Further, as the operation of the statute or of lapse of time were in effect and in reality suspended by the legislation regarding this indebtedness, we cannot perceive how laches could be predicated of the creditor under the facts of this case. It is held to be settled law in New York, under a statute of limitations substantially identical with the statute of this state, that laches cannot be held to take place when there is an existing statute of limitations applicable to the matter litigated; and properly so, for the reason that the doctrine of laches grew up in courts of equity in regard to matters in litigation because there was no statute of limitation applicable, and hence they proceeded on the ground of unexplained delay as evidence, and, by analogy to the statute, refused to enforce the claim because of laches or staleness of the demand sought to be enforced: See Derby v. Yale, 13 Hun (N. Y.), 277; Wood, Lim., sec. 62; and Morse v. Royal, 12 Ves. 373. And certainly no such reason as staleness of demand or laches can be held or assumed to exist, during the running of a continuous trust, years before its expiry, when, by the very meaning and intent of the settlement prescribed by the legislature, the operation of the statute of limitations is suspended, and is to cease running. The board of trustees are the trustees of the creditors for the payment of the indebtedness above referred to, with ample means of payment placed in their hands by the legislature. They can, under powers vested in them by the legislature, levy taxes on the property of the city to raise funds for such payments. They can do this every recurring year; and they have abundant property within the city, subject to their power to levy and collect taxes, to raise these funds during each recurring year. There is no excuse of inability to provide for the means of payment. The means to raise the funds necessary are amply sufficient, and at hand, right before their eyes; and accordingly the idea cannot be entertained for a moment that the taxpayers of Sacramento, owning ample taxables, are unwilling to pay the debts of their city government, honestly contracted for their benefit, or that they desire the stain of repudiation to rest upon their growing and lovely city, to mar its fair fame and its conspicuous beauty.

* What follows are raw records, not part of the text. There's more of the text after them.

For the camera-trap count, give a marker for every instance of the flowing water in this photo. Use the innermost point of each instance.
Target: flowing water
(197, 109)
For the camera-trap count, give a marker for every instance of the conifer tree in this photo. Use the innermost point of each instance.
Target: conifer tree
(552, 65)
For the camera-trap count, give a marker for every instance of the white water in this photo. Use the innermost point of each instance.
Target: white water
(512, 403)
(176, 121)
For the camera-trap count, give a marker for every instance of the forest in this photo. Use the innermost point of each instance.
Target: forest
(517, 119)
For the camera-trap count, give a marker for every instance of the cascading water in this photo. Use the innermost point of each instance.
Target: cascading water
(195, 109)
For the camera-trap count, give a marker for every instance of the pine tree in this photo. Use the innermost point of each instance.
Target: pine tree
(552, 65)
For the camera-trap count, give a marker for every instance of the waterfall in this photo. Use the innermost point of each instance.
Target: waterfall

*186Further, as to the defense of limitation. The act of limitation is founded on the ground that the proofs of a defense to a claim may cease to exist or be destroyed by lapse or operation of time. This cannot be so in this case. The claim here asserted is bonds signed, sealed, and delivered, having the attestation of such indicia of genuineness and bona fides. They were issued after the original indebtedness was examined into, and found to be justly and honestly due. It would be strange if a register or record was not kept of them by the city authorities. No doubt there was, for their genuineness and honesty are not impugned in this case by any one. These evidences constitute a permanent record, and they may be fairly inferred to exist, and to be in the hand of the city government. No testimony as to the bonds of the petitioning creditor has been lost. They remain in the form of a permanent record, as a check on anyone who may dare to present spurious bonds for funding, and to expose such an attempt. The bonds of the petitioner are presented to the trustees for their inspection, and it is not pretended in any way that they were or could be at all deceived or entrapped. Why, under these circumstances, any delay or laches or staleness should be held to operate against the petitioner here, I cannot see. The whole matter is well attested, and the circumstances existing explained. The city was much embarrassed, and was slow in making payments, even of tile interest on the bonds. The creditor indulgently waited, and now it is urged he should be mulcted for it by losing his debt. Can this be just or equitable, under any view that can be taken of the case? I can see no particle—no scintilla—of equity in any such contention.
Another matter may be adverted to in this connection. It is clear that the legislation in relation to the funding of these bonds was accepted by the authorities of the city of Sacramento, if these acts were not passed by their procurement. It is found in Freehill v. Chamberlain, reported in 65 Cal. 603, 4 Pac. 646 (see eleventh finding in this case), that these acts were procured to be passed by them. Can we not look to the record in the case cited, under section 1875, Code of Civil Procedure, subdivision 8? These facts are of general interest, as a part of the history of the city of Sacramento. Courts should be able to look to them. It is said *187by Heydenfeldt, J., speaking for a concurring court in Irwin v. Phillips, 5 Cal. 146, that “courts are bound to take notice of the political and social condition of the country which they judicially rule.” In Conger v. Weaver, 6 Cal. 556, 65 Am. Dec. 528, the same learned judge, speaking for the court, said: “Every judge is bound to know the history and leading traits which enter into the history of the country where he presides.” Should not these facts be noted as a part of the history of the country? Certain it is, the acts were accepted by the government of Sacramento after they were enacted, and they have reaped the benefit from them that they were designed to secure. After carrying out these acts, and acting under them, they should not now be permitted to turn round, and urge lapse of time as a reason why they should not acknowledge and fund the bonds of an indulgent creditor.
For the foregoing reasons I am of opinion that the lapse 'of time in asking for the funding of the bonds herein involved furnishes no reason or excuse why the prayer of the petitioner herein should not be granted; that to refuse such a prayer would be highly unjust, and sanctioning repudiation of an honest debt; and that the judgment should be reversed, and the cause remanded, with directions to the court below to enter a judgment for petitioner as asked for by him.